Johnson & Johnson’s talcum powder contained asbestos for years, and the company hid this fact from consumers and regulators by using tests it knew wouldn’t detect the toxic mineral, counsel for a man alleging J&J products caused his mesothelioma said Tuesday during closing arguments in a New Jersey trial.
During the start of closing arguments in New Brunswick on Monday, J&J attorney Mike Brock of Kirkland & Ellis LLP told the jury that plaintiff Stephen Lanzo III’s daily use of J&J products for roughly four decades could not have caused his mesothelioma, an asbestos-related cancer of the lung, because years of testing had never turned up asbestos in either J&J’s talc mines or its products on store shelves.

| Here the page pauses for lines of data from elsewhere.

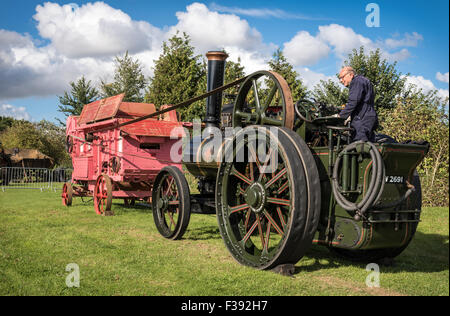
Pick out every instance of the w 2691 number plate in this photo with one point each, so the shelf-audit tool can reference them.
(395, 179)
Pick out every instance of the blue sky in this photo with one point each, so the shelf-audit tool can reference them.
(45, 45)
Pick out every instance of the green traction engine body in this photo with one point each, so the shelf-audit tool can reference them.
(361, 200)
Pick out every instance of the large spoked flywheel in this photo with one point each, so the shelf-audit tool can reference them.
(267, 197)
(264, 99)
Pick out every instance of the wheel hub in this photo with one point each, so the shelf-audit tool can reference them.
(163, 203)
(256, 197)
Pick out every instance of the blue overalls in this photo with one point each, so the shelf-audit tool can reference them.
(360, 108)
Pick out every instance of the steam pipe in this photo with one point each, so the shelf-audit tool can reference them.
(216, 74)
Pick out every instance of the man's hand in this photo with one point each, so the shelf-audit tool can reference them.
(347, 120)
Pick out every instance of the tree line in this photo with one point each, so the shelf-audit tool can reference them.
(405, 112)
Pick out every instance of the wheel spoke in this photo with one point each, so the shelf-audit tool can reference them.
(272, 221)
(261, 235)
(240, 176)
(247, 236)
(249, 117)
(270, 97)
(275, 178)
(238, 208)
(266, 244)
(171, 220)
(255, 90)
(278, 201)
(280, 215)
(271, 121)
(283, 187)
(264, 167)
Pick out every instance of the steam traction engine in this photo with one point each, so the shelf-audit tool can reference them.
(284, 177)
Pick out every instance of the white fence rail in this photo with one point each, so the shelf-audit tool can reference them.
(33, 178)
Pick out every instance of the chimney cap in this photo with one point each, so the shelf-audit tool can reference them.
(216, 55)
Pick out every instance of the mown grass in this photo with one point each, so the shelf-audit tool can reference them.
(125, 255)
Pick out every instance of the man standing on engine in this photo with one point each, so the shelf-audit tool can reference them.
(360, 106)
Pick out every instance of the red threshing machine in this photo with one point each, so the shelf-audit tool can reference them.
(116, 161)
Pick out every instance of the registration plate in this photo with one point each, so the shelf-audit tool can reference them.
(395, 179)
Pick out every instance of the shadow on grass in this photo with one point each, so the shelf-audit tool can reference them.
(426, 253)
(203, 233)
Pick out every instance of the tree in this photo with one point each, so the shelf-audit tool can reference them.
(388, 83)
(179, 75)
(81, 93)
(128, 78)
(279, 64)
(5, 122)
(44, 136)
(420, 116)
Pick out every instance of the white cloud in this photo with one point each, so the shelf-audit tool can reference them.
(262, 12)
(82, 41)
(27, 70)
(210, 30)
(311, 78)
(343, 39)
(304, 49)
(409, 40)
(93, 30)
(442, 77)
(426, 85)
(18, 113)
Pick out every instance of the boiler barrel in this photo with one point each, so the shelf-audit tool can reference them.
(202, 157)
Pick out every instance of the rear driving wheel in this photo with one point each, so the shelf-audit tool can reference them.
(266, 208)
(171, 203)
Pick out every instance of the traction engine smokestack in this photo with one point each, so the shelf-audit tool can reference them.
(216, 73)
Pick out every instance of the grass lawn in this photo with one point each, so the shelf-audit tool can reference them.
(125, 255)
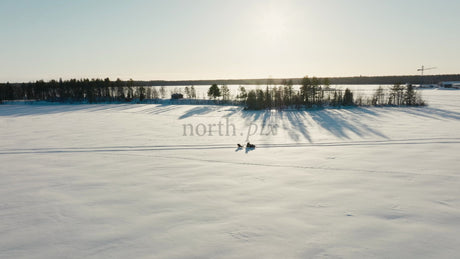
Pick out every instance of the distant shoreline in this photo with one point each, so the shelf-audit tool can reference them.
(354, 80)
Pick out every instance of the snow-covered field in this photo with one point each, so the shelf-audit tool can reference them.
(122, 181)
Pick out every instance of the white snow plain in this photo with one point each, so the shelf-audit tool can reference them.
(122, 181)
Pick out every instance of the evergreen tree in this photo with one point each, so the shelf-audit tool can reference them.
(251, 101)
(348, 98)
(225, 91)
(192, 92)
(141, 93)
(242, 94)
(163, 92)
(409, 95)
(214, 91)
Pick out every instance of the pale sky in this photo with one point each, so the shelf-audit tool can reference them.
(199, 39)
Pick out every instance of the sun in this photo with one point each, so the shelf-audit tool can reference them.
(272, 24)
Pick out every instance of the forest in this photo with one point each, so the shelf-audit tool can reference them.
(313, 93)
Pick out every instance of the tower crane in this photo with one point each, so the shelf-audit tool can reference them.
(423, 68)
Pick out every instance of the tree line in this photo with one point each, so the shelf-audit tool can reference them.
(313, 92)
(84, 91)
(316, 93)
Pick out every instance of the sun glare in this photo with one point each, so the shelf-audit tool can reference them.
(272, 24)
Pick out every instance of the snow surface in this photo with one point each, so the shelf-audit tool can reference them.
(122, 181)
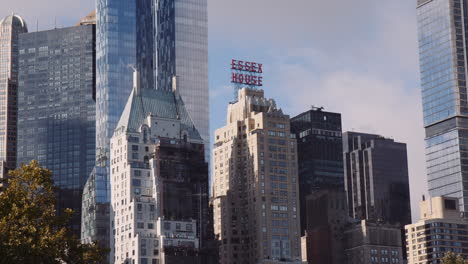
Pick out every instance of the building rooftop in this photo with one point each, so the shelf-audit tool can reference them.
(158, 103)
(89, 19)
(14, 19)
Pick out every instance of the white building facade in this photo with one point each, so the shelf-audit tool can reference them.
(141, 234)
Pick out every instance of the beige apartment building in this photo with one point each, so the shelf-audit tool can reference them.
(255, 189)
(441, 229)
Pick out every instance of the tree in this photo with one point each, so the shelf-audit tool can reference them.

On Tuesday, however, Lanzo attorney Moshe Maimon of Levy Konigsberg LLP told the jury that J&J’s testing was “unreliable” at best, and that in fact the company so valued the reputation of its baby powder, a corporate “sacred cow,” that it looked for testing methods that could only detect asbestos above a certain threshold — a threshold it knew wouldn’t be crossed by its talc products.
“They came up with the method that was never going to find the asbestos that was there, so they could certify that they looked and never found it,” Maimon said.
He said that he had promised the jury during opening statements that it would be undisputed that Johnson’s Baby Powder contained asbestos, and that “despite the protestations, despite the grand promises” by the defense, J&J’s own geology expert Matthew Sanchez admitted on the stand he could not dispute that.
Maimon said that there was evidence that J&J had made efforts to destroy or remove asbestos from its talc, and argued that this was evidence itself that J&J talc contained asbestos.
“Why would you try to remove, destroy, suppress, something that isn’t there?” he said.
Lanzo and his wife, Kendra, say he developed the deadly disease as a result of his years of exposure to asbestos in J&J talcum powder products, starting when his mother applied baby powder to him as an infant. J&J, its talc supplier Imerys Talc America Inc., and Cyprus Amax Minerals Co., an Imerys predecessor, are named as defendants. Lanzo’s is the second such trial in the country, along with a California case in November that J&J and Imerys prevailed in.
New Jersey Superior Court Judge Ana Viscomi is presiding.